Subrata Acharya received her Ph.D. in Computer Science from the University of Pittsburgh, 2008 & M.S. in Computer Engineering from Texas A&M University,College Station, 2004. She has published over 50 peer-reviewed book chapters, peer-reviewed papers at international conferences and in journals in the area of computer and information security. Acharya has obtained significant extramural funding to support her scholarship efforts, including $450K as PI and $230K as co- PI. of particular note is Acharya’s US patent 7966655 B2, awarded in 2011 with Wang Ge and Greenberg for Method and apparatus for optimizing a firewall. Acharya has also developed new courses in the area of health care informatics. She has mentored various students who have appeared as co-authors on her papers, and has supervised numerous undergraduate research projects, masters’ graduate projects, and doctoral dissertation studies.


Apache Hadoop has the potential to offer powerful and cost effective solutions to big data analytics in health care systems; however, sensitive data stored within an HDFS infrastructure have equal potential to be an attractive target for exfiltration, corruption, unauthorized access, and modification. Pairing Apache Hadoop distribute file storage with hardware based Trusted Computing mechanisms based on TCG standards has the potential to alleviate risk of data compromise and maintain information compliance of federal and/or state governmental standards. With the growing use of Hadoop to tackle big data analytics involving sensitive health care data, an HDFS cluster could be a target for data exfiltration, corruption or modification. By implementing open, standards based Trusted Computing Technology at the infrastructure and application levels; a novel and robust security posture and protection is presented to address the issue.
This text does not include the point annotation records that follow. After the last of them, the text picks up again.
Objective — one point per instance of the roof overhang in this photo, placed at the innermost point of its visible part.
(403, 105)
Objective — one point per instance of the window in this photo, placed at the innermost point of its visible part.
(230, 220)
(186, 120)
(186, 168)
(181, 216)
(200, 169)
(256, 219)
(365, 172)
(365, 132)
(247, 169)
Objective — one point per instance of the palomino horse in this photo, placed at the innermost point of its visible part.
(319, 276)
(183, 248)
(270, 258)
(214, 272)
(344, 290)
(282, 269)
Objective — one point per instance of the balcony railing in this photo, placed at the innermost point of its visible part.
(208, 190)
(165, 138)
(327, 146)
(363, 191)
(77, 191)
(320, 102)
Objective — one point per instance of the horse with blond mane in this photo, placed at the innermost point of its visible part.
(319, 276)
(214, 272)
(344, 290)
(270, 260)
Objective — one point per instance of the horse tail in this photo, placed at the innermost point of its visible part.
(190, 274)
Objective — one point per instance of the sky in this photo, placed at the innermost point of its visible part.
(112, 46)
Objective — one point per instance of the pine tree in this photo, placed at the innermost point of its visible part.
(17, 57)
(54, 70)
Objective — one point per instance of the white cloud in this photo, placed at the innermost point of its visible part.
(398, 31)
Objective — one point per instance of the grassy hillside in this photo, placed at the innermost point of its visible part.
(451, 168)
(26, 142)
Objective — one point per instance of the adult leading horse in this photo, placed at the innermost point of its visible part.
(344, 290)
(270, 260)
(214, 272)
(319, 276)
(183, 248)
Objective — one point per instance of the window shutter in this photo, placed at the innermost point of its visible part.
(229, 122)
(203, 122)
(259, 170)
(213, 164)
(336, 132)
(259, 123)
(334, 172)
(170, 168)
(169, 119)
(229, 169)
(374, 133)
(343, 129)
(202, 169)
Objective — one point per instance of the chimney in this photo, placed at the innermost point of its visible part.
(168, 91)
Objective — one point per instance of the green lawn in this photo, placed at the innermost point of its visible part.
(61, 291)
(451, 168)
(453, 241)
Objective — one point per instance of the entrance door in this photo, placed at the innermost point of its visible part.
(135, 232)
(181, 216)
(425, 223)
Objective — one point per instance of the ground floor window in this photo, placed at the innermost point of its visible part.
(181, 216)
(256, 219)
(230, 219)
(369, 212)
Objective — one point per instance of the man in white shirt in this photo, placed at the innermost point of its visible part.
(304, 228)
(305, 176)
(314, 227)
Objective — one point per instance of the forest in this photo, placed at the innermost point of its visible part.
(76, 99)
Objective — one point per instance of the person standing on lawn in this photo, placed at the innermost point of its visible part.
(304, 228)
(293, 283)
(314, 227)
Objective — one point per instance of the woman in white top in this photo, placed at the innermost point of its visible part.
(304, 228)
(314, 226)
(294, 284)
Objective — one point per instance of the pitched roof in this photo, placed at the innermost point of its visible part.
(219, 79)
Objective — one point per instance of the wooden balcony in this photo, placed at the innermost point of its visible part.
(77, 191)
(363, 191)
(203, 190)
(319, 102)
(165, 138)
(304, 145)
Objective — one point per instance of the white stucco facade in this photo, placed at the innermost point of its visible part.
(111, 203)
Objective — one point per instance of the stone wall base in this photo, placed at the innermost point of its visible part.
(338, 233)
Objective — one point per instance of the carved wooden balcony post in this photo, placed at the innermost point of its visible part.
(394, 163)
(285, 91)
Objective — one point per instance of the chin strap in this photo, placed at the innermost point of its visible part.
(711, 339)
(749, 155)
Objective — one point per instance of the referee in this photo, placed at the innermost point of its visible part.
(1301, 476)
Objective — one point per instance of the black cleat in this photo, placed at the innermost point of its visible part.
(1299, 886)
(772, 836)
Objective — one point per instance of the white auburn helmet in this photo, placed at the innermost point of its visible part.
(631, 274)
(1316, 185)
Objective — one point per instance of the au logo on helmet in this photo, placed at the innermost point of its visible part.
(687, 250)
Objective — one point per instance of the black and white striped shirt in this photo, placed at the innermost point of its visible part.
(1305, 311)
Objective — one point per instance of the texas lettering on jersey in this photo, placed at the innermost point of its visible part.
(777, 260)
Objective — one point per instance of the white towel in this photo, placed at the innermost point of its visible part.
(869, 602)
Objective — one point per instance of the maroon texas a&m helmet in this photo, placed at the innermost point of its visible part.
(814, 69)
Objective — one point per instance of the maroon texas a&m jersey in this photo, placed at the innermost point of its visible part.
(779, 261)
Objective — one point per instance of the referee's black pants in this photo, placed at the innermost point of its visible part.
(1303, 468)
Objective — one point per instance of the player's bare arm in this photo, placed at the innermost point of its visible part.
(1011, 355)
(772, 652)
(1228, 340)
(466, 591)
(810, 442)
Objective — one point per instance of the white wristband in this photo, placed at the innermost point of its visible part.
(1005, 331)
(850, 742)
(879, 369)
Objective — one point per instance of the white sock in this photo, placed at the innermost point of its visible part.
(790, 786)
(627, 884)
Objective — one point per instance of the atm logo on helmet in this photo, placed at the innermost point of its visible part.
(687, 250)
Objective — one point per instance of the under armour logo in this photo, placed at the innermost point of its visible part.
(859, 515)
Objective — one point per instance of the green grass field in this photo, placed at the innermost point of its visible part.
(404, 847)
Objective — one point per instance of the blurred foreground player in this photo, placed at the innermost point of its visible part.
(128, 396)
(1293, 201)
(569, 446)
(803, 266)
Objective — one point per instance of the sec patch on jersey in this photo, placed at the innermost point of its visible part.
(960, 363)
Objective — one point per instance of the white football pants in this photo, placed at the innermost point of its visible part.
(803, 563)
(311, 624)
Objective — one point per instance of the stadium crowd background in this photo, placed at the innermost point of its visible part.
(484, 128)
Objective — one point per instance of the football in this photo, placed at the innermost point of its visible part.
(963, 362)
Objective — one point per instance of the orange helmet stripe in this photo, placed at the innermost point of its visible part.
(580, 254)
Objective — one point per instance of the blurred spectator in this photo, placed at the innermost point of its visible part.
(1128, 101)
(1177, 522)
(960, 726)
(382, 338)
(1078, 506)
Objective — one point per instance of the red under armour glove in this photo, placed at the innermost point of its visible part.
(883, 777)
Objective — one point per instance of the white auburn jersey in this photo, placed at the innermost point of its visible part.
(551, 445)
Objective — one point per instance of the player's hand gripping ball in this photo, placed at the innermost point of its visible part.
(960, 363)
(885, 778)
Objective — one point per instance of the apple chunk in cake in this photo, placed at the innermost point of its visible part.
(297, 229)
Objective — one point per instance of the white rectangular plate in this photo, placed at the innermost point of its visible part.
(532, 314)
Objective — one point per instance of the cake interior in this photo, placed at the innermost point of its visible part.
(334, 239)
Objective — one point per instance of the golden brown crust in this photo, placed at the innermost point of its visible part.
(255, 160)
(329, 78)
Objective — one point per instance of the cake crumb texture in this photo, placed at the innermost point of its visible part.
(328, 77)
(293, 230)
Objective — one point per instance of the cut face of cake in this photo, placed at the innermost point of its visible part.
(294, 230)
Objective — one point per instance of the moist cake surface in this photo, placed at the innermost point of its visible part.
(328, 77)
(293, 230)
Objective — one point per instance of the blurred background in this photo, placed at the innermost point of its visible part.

A discussion of the motivation for research on this topic, a threat model and evaluation of a targeted Advanced Persistent Threat against HDFS is presented and a set of common security concerns within HDFS is addressed through infrastructure and software involving integrity validation and data-at-rest encryption. To accomplish these goals, technology from the Trusted Computing Group, such as the pervasively available Trusted Platform Module is used. In addition, a discussion of design
considerations in building an encryption framework for Hadoop in a trustworthy manner is presented along with a description of performance and security results of experiments, creating an encryption scheme for Hadoop utilizing hardware key protections and AES-NI for encryption acceleration (based on data obtained from a real world large scale (> 400 beds) healthcare system). This work includes an evaluation of the recently implemented crypto framework for Hadoop and independent test of the performance claims of AES-NI is regarding mitigating encryption performance overhead.